Si Robert Doisneau avait vécu au 21ème siècle, il n’aurait jamais pu prendre ses fameuses photographies d’enfants s’amusant en toute liberté sur les trottoirs de Paris. Ces scènes sont passées au rang d’images d’Epinal. Les enfants ont déserté les rues de nos villes, désormais trop exposées à la circulation automobile, anonymes et polluées. Ainsi poussées à l’exode, la majorité des familles quitte le centre ville pour une périphérie plus verte et plus calme dès l’arrivée du 2ème enfant.
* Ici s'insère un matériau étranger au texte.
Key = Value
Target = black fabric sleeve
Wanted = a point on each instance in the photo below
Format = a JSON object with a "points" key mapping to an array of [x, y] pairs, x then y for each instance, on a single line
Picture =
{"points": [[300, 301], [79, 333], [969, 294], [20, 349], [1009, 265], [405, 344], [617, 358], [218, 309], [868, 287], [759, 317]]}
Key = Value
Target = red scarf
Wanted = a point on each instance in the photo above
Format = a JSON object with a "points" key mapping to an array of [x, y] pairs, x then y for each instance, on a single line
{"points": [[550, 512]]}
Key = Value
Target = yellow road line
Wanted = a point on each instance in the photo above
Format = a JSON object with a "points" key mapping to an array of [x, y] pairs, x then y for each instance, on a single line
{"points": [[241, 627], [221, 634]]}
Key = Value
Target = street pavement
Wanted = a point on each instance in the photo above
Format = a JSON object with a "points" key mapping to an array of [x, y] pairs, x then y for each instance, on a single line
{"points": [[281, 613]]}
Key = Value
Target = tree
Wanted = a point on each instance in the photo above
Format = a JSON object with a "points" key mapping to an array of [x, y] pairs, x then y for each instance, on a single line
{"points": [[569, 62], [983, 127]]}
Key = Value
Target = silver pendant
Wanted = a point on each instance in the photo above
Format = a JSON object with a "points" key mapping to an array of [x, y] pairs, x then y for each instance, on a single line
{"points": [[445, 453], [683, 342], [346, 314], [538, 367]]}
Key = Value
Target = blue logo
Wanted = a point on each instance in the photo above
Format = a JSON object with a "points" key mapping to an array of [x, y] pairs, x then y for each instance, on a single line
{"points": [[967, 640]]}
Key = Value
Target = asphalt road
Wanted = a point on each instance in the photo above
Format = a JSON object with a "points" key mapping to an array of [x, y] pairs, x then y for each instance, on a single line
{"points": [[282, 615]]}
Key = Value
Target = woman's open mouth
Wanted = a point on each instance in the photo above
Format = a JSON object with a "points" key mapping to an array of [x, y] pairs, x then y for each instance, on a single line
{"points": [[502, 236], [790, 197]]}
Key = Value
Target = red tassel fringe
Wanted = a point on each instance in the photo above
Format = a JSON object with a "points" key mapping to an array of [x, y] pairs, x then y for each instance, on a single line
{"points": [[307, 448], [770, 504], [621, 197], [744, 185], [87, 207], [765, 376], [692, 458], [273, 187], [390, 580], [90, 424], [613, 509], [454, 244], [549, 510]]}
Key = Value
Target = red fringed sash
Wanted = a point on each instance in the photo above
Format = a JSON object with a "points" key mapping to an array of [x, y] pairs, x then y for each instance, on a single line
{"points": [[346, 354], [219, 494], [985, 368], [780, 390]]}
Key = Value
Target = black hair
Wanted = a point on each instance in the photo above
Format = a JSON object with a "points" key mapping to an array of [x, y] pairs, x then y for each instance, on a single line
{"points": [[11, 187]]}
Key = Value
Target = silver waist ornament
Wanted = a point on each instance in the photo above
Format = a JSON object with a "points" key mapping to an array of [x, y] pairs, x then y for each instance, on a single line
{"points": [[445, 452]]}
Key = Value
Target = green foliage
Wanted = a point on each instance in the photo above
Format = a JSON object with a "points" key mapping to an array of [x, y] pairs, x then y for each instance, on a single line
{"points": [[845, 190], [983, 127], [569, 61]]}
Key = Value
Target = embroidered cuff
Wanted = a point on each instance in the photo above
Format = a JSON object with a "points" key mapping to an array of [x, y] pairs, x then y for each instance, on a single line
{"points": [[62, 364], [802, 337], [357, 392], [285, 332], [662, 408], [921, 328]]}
Construites davantage pour la voiture que pour le piéton, les villes sont devenues des temples de l’efficacité et de la productivité, le royaume des actifs. Les enfants y ont-il encore leur place ? L’heure de la ville récréative a sonné !
No kids in the block
Dans une ville que l’on veut de plus en plus intelligente, l’espace urbain se doit d’être rationalisé et optimisé. Une logique qui ne laisse pas beaucoup de place ni à la poésie ni à la rêverie. Le citadin en serait presque relégué au second plan, se contentant d’être un usager plutôt qu’un acteur ou un créateur de sa ville. Les enfants, à plus forte raison, subissent une vraie ségrégation, victime d’une sorte de hiérarchie des usagers urbains suivant leur âge.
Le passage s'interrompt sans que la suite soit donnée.